GBのアームチェアCinema見ist:日輪の遺産

日輪の遺産

日輪の遺産(THE LEGACY OF THE SUN)

監 督 佐々部清
出 演 堺雅人/中村獅童/福士誠治/ユースケ・サンタマリア/森迫永依/八千草薫/八名信夫
脚 本 青島武
音 楽 加羽沢美濃
主題歌 元ちとせ「永遠(とわ)の調べ」
原 作 「日輪の遺産」浅田次郎
製作年 2011


「シャンハイ」にも心惹かれたのだが…
事前情報で余りに酷評が多かったので、製作決定が報じられた時から観たかったこちらへ。

『日輪の遺産』(にちりんのいさん)は、浅田次郎による長編小説である。1993年8月に青樹社から刊行された。

浅田次郎の処女作は「地下鉄(メトロ)に乗って」(2006年映画化)とされているが、実は本作がそれよりも先に書き上げられているという。
作者によるとこの二作は兄弟であり、背景を共用しているのだ。

角川映画系で2011年公開の日本映画。浅田次郎の同名小説を原作に、太平洋戦争終戦末期、マッカーサーの財宝を巡る極秘作戦に関わった4人の帝国陸軍将校たちと20名の少女たちの運命が描かれる。

キャッチコピーは「いつか、この国が生まれかわるために」「浅田文学の原点。復興に信念を貫いた4人の男と20人の少女たちの運命。」。


日輪の遺産 原作とはかなり内容が違う。
もっとも原作が上梓されたのは1993年、もはや10年近く前なので、原作の設定がそのまま使えないのは仕方のない事だろう。

かの戦争の終結前後を描いた作品である。
混乱の中で、「人としての矜持」を保ち続ける人々が哀しくも美しい。

特に堺雅人、中村獅童、福士誠治、ユースケ・サンタマリア、この4人。
原作とはかなりキャラクター構成も異なるので、どうなる事やら、と思って観たが…
なんとまぁ、素晴らしいキャスティングをした事だろう。


堺雅人、上手いなぁ…原作とは全くイメージが異なるが、完全に私の中のキャラクターを書き換えてくれた。
中村獅童、こういう役は他に人選しようがないかも知れない。
個人的には中村獅童、あまり好きではなかったし、ただただ粗野な下士官みたいな印象しかなかったが、いや、この役はこの人でないと。
福士誠治、この人もなかなかの良い役者になった。
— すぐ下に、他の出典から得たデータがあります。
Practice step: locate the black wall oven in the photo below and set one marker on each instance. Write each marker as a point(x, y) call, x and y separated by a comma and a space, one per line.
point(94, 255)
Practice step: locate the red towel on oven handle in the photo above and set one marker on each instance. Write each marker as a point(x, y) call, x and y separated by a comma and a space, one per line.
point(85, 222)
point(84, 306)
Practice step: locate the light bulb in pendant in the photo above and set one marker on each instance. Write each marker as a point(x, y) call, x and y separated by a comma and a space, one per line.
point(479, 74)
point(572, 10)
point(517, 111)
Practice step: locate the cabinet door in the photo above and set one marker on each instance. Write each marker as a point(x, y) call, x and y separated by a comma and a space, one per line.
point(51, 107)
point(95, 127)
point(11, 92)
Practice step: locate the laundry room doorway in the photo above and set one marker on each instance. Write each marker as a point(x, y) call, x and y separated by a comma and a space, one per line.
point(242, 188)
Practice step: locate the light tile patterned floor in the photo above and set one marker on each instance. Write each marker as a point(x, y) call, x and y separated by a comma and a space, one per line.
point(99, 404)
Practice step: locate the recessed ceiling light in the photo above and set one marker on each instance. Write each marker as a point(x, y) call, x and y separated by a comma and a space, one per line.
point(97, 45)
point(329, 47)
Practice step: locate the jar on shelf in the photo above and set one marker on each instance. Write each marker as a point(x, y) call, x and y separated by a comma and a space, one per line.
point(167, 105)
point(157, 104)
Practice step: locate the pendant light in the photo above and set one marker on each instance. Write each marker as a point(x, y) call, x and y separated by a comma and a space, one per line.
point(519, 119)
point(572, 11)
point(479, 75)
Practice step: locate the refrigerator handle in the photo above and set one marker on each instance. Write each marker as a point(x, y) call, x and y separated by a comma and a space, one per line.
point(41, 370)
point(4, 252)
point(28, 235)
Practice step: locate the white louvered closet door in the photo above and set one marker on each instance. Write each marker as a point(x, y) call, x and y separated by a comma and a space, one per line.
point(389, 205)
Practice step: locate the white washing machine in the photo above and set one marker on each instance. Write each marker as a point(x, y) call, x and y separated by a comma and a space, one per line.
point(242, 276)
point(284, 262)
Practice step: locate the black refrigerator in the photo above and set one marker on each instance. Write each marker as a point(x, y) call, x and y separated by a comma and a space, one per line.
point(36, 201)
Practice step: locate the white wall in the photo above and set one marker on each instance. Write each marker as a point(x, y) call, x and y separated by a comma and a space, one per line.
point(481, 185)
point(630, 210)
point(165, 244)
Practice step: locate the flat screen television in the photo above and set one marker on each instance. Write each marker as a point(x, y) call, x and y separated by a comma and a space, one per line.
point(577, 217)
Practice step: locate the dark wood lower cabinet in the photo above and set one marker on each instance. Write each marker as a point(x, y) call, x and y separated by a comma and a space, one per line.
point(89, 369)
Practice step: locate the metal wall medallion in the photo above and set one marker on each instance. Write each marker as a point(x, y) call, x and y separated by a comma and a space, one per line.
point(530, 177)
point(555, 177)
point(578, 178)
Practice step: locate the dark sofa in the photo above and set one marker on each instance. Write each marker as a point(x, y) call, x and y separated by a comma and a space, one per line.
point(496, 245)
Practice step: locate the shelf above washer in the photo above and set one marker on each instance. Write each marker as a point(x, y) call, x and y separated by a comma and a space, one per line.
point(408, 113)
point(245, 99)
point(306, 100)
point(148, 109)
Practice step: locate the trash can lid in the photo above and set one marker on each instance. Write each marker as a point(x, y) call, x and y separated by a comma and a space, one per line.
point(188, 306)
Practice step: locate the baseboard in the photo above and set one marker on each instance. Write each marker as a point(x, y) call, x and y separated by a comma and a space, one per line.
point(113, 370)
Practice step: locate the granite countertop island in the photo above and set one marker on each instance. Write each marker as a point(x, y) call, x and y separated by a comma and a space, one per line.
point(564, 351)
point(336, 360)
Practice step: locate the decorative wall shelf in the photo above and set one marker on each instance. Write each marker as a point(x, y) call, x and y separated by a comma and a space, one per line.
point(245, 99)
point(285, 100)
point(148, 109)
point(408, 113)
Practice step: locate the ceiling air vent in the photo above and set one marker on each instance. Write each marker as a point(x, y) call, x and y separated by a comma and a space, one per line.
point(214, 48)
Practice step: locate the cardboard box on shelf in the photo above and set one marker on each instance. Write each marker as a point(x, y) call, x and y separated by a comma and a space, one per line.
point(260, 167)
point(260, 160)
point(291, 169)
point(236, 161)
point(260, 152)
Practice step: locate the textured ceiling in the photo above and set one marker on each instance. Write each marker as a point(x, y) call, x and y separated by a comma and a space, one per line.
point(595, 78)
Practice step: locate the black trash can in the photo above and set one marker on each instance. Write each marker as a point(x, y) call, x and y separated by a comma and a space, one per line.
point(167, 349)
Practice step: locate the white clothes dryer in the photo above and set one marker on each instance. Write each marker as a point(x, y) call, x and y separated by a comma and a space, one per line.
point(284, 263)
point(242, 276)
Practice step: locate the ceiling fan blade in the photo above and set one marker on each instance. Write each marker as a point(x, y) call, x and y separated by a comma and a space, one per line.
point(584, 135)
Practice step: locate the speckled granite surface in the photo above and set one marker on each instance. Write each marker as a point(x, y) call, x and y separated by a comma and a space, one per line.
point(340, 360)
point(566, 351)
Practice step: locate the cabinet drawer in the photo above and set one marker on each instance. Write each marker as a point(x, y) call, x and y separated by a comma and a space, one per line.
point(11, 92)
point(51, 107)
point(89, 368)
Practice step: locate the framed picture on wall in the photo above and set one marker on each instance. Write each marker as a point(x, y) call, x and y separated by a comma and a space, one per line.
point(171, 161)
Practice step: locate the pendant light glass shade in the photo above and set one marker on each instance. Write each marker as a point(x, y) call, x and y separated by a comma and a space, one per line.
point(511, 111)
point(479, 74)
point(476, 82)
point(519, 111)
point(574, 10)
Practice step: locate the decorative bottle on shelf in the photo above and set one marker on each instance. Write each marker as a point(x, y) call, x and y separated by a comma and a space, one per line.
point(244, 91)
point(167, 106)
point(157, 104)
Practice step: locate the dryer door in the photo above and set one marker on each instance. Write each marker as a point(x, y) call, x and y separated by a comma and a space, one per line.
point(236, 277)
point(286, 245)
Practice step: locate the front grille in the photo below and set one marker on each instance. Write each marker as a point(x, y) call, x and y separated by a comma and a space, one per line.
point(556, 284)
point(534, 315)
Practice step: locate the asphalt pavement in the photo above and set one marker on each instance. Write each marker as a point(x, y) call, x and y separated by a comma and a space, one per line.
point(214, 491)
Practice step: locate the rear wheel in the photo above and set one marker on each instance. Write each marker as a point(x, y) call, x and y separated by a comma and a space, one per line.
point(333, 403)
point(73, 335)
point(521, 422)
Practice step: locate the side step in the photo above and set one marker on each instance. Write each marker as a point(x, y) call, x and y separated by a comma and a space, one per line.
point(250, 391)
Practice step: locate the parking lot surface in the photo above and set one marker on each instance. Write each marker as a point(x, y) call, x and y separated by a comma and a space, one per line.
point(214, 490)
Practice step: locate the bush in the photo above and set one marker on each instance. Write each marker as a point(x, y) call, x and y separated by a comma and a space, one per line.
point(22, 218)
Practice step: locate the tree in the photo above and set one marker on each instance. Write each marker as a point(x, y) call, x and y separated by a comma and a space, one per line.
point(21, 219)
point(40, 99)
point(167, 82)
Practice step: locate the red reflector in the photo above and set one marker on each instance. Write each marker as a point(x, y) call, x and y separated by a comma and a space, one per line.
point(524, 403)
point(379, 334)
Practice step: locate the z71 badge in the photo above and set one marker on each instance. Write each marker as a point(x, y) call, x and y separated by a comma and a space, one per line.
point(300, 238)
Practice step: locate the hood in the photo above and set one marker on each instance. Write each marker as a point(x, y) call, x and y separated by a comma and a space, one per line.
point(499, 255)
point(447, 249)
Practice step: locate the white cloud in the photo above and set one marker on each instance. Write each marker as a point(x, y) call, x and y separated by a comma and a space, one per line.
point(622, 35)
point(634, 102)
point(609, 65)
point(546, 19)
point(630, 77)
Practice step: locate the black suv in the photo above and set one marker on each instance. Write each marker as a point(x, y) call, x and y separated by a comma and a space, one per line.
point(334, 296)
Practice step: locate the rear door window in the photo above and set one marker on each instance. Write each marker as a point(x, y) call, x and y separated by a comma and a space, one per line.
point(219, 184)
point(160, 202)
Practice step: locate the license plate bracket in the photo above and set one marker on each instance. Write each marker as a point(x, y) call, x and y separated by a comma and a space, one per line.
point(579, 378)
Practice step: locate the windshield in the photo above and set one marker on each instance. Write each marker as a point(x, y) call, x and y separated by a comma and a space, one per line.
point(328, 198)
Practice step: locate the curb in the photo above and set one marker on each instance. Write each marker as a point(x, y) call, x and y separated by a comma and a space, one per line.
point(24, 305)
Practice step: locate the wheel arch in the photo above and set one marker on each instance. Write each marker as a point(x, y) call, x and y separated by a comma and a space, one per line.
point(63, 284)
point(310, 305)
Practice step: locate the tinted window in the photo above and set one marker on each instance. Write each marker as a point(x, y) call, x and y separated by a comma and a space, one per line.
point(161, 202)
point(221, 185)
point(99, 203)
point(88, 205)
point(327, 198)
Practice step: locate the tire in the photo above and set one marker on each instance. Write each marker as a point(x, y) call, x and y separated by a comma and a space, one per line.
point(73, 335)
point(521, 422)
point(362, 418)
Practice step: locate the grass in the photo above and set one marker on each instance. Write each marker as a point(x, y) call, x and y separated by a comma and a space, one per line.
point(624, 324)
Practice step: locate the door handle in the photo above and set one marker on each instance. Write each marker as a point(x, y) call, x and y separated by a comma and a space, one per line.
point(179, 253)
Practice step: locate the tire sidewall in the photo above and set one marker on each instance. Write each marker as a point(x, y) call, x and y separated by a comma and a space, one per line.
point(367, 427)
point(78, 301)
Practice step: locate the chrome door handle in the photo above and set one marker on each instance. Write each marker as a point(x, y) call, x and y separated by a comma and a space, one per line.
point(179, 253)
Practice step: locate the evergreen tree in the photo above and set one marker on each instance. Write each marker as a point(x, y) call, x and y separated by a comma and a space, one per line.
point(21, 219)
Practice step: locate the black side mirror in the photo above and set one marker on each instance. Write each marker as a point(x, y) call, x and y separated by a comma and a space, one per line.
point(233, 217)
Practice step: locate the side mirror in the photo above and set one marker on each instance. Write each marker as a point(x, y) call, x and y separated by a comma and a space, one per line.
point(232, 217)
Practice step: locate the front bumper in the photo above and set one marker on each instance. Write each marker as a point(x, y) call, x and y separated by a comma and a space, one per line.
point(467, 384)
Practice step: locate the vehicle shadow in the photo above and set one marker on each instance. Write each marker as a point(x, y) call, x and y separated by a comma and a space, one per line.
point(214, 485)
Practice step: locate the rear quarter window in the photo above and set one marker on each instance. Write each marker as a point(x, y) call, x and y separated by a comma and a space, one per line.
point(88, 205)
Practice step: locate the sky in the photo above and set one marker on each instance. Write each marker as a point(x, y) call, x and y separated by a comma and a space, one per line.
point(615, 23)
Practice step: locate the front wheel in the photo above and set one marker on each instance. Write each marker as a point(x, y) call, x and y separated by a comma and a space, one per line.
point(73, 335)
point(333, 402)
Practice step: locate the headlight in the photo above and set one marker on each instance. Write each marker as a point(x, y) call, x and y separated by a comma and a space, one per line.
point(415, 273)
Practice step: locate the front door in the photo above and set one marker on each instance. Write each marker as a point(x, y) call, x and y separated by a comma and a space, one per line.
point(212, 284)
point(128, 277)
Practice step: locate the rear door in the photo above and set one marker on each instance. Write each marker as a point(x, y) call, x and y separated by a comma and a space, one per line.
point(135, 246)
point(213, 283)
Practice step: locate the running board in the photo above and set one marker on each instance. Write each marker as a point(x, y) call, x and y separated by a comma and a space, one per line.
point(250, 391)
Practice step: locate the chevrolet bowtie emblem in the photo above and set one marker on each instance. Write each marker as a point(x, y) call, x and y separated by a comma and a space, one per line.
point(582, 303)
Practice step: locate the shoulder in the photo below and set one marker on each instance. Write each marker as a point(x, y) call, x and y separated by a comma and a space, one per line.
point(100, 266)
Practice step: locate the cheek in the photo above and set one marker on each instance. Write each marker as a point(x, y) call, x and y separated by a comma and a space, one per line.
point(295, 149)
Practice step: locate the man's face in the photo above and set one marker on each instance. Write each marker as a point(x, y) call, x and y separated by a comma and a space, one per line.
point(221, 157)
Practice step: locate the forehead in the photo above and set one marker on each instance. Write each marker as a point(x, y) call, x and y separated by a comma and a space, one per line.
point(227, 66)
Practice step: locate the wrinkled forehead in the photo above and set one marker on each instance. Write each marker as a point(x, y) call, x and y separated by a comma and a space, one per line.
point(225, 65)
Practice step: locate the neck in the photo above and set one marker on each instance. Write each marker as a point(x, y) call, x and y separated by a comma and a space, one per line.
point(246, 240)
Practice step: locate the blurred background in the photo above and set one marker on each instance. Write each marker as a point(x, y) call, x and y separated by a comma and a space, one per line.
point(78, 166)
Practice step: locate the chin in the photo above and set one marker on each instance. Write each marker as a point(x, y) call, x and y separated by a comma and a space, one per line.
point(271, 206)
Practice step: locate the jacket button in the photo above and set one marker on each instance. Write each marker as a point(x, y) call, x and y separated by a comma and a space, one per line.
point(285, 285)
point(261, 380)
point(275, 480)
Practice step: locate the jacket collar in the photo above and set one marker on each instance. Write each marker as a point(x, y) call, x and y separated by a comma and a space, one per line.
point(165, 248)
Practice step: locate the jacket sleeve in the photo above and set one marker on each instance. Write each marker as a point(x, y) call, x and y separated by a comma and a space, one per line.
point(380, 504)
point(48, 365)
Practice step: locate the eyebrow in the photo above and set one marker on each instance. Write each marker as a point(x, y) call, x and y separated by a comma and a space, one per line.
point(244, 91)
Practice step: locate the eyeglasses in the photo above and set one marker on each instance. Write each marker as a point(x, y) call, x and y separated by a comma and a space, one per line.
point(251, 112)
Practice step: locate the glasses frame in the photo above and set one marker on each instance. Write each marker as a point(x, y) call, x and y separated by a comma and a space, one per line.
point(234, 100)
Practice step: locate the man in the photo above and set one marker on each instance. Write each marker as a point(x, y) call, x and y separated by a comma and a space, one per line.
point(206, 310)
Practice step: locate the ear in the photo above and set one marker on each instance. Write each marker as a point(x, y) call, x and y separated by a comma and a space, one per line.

劇中で頭だけのエリートからどんどん成長して行く姿が凄い。
ユースケ・サンタマリア…穏やかながらアカの危険思想(戦時中のね)を持った教育者、いや、そのまんまじゃないか。

気づかなかったが級長さん、ちびまる子だった子か…大きくなったね。そして、良い役者さんになったね。
八千草薫…もう言うことはない。

戦時中の話だが、ドンパチがあるわけではない。
もちろん、終戦周辺の話なので犠牲者は出るが、殆どが「人としての矜持」を全うする。

日輪の遺産

原作を読んで流れを知っていたからかも知れないが、少女達が整列して敬礼をするシーンでつい目頭が…

日輪の遺産 いたいけない子供達をこんな目に遭わせてはいけない。
本編は決して反戦映画などではないが、やはりそうした感想は間違いなく発生するのだと思う。

時間が許すなら、日本人として未来を見つめ直すべき今、この作品は観ておいて損はない、と思う。


ただ、かなり長尺(上映時間134分)のこの作品、映画としては少々冗長だった様にも思える。
特にエピローグの各登場人物の去就の描写は些か蛇足に過ぎたかも。
冒頭に現在を据え過去に遡って見せ、終盤に現在に戻ってくる、と言う黴が生えかかった類型的な構成も今ひとつに感じた。というか、その構成が本作を一気に詰まらなくしているのではないかとすら思える。
2時間程度に抑えてもう少し凝縮した方が良かったのでは無かろうか。
原作をここまでいじったのなら、もう一工夫欲しかった所である。

かなりの佳作なのに勿体ないなぁ…

封切り二日目、それも日曜のお昼だというのに5割に満たない入り。
観客の殆どは少なくとも50代かそれ以上。
いや、一寸心配になってしまった…

主題歌が元ちとせ「永遠(とわ)の調べ/原曲:スコットランド民謡アニー・ローリー」とクレジットされるが、本編でもエンドロールでも流れない。
(どうやらキャンペーンのみに使われた様だ)
申し訳ないが、彼女の独特な歌唱は沖縄民謡やオリジナルでは効果的かも知れないがトラッドであり文部省唱歌のこの曲に関しては“キモチワルイ”としか言いようがない。
作中で使われなかったことは本作にとっては歓迎すべき事かも知れない。